The nation's intelligence leadership has been formally invited to testify before the House Intelligence Committee to discuss the country's major national security issues.
In a letter delivered Thursday, panel Chairman Adam Schiff (D-Calif.) invited acting Director of National Intelligence Joseph Maguire to appear before the committee on Feb. 12.
"During this public hearing, the committee will inquire about the IC's unclassified assessments regarding the diversity of threats that currently face the nation and endeavor to provide transparency about the significance of these threats," Schiff wrote.
The session also “provides an opportunity for IC seniors to provide an unclassified, yet important broad understanding of how threats have evolved and what the nation can expect in the year to come,” he added.
The missive raises the possibility for a potential standoff between House lawmakers and the nation's intelligence apparatus over testifying publicly.

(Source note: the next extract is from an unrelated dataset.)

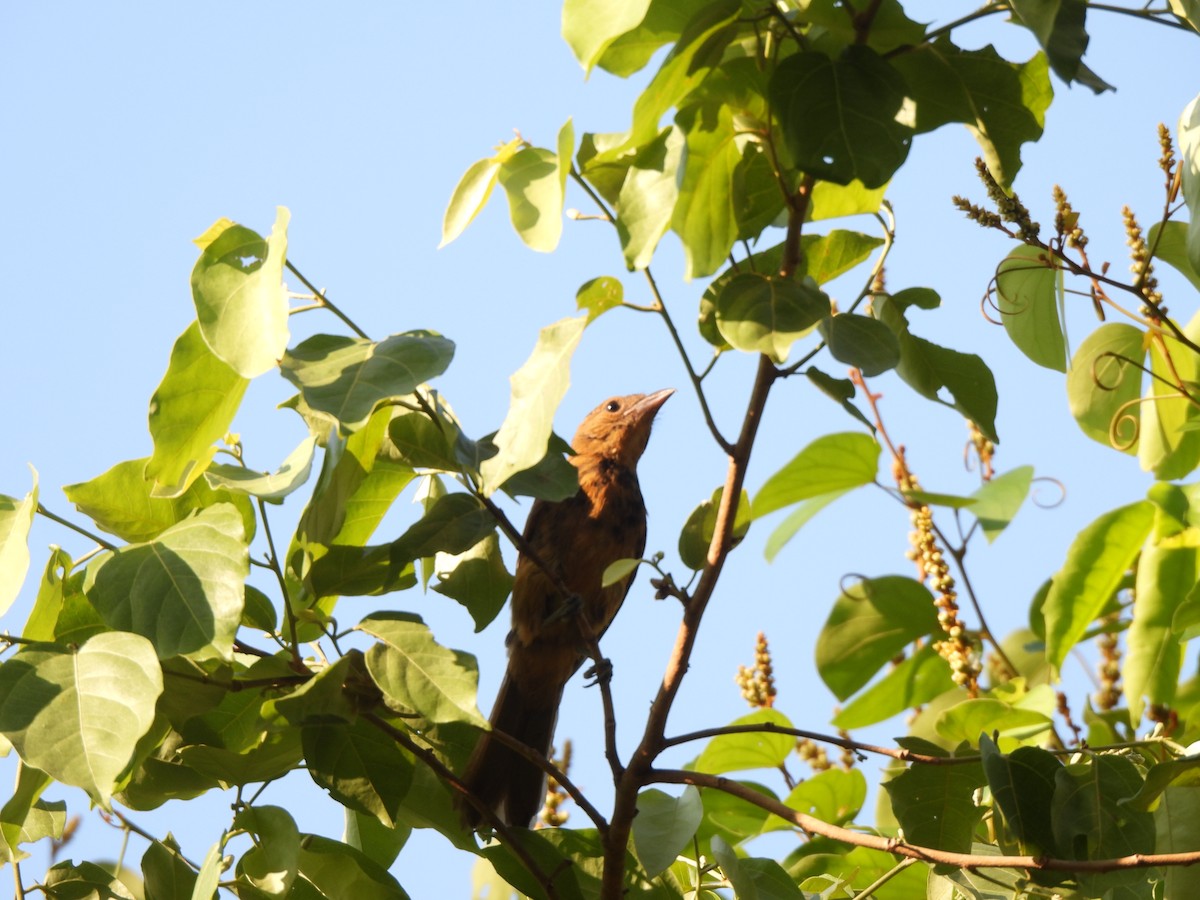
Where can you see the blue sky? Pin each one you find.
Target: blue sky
(130, 129)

As first reported by POLITICO, officials from the Office of the Director of National Intelligence have informally requested House and Senate lawmakers move the annual Worldwide Threats hearing — which features both public and private segments — entirely behind closed doors to avoid having agency leaders make on-camera statements at odds with President Donald Trump's national security claims.

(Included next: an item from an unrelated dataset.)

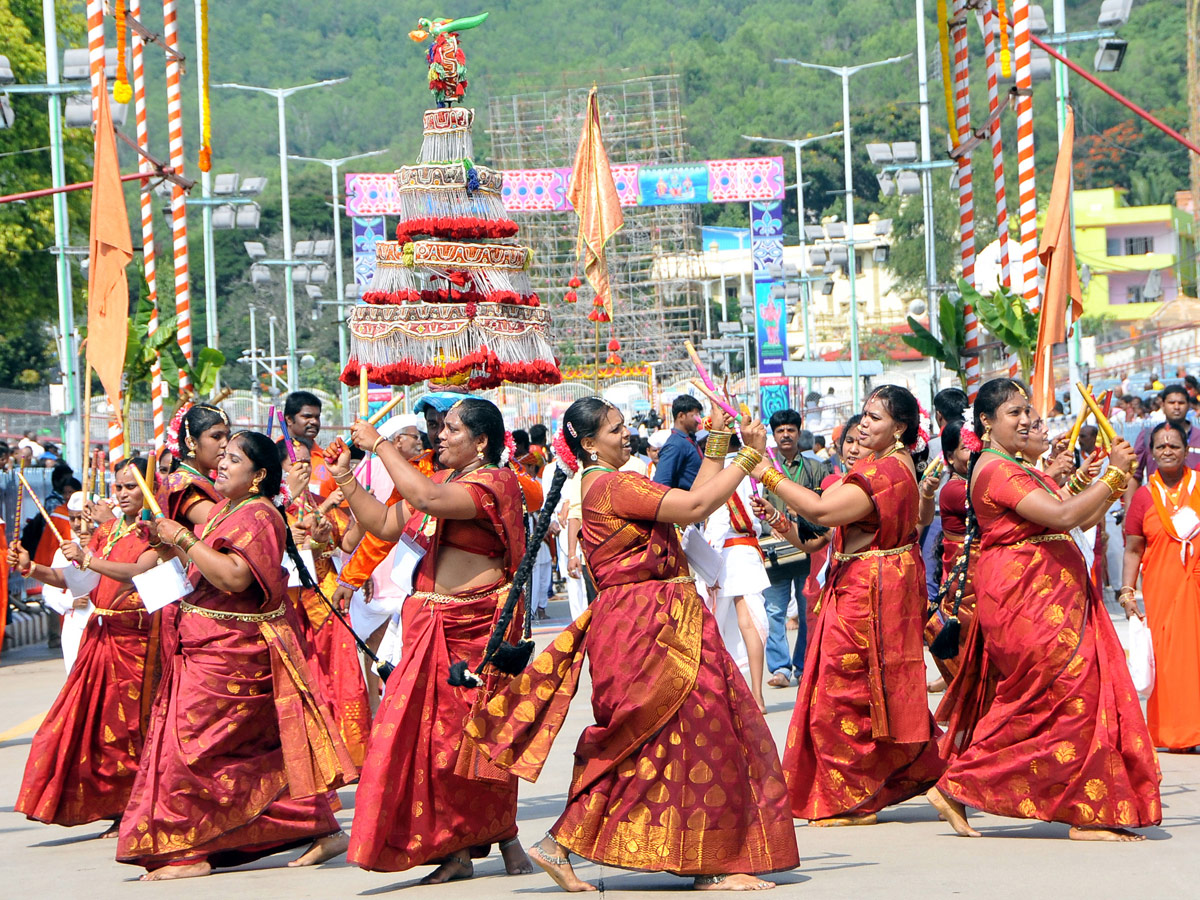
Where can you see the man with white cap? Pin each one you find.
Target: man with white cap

Intelligence leaders appeared before the Senate last year and presented assessments that contradicted the president’s previous statements on matters, including Iran’s nuclear ambitions, the likelihood of North Korea giving up its nuclear weapons and the strength of the Islamic State terror group.

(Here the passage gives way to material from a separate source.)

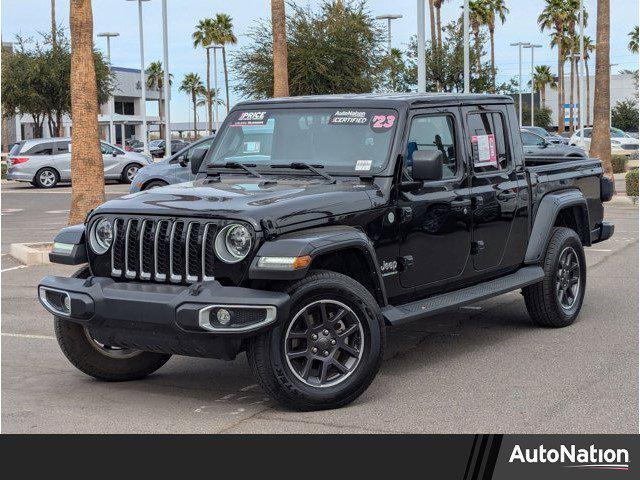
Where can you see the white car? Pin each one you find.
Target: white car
(621, 143)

The hearing prompted Trump to dress down his own national security team on Twitter, calling them “naive” and telling them to “go back to school.”
The House Intelligence Committee has not held a public Worldwide Threats hearing since 2016. The clandestine community has declined invitations by the House the last two years.
Maguire appeared before the panel last year to explain his handling of a whistleblower complaint that alleged Trump abused the presidency by pressuring Ukraine’s leader to investigate former Vice President Joe Biden.
The information contained in the complaint — which has corroborated by official government documents, Trump’s own public statements and media reports — jump-started the impeachment inquiry into the president.
On Wednesday, an ODNI spokesperson told POLITICO that the intelligence community is “committed to providing timely, accurate and useful information about the worldwide threats facing the nation” and would “continue discussions with the committees about the timing and format of the Worldwide Threat Assessment hearings this year.”
ODNI declined to provide further comment about Schiff’s request.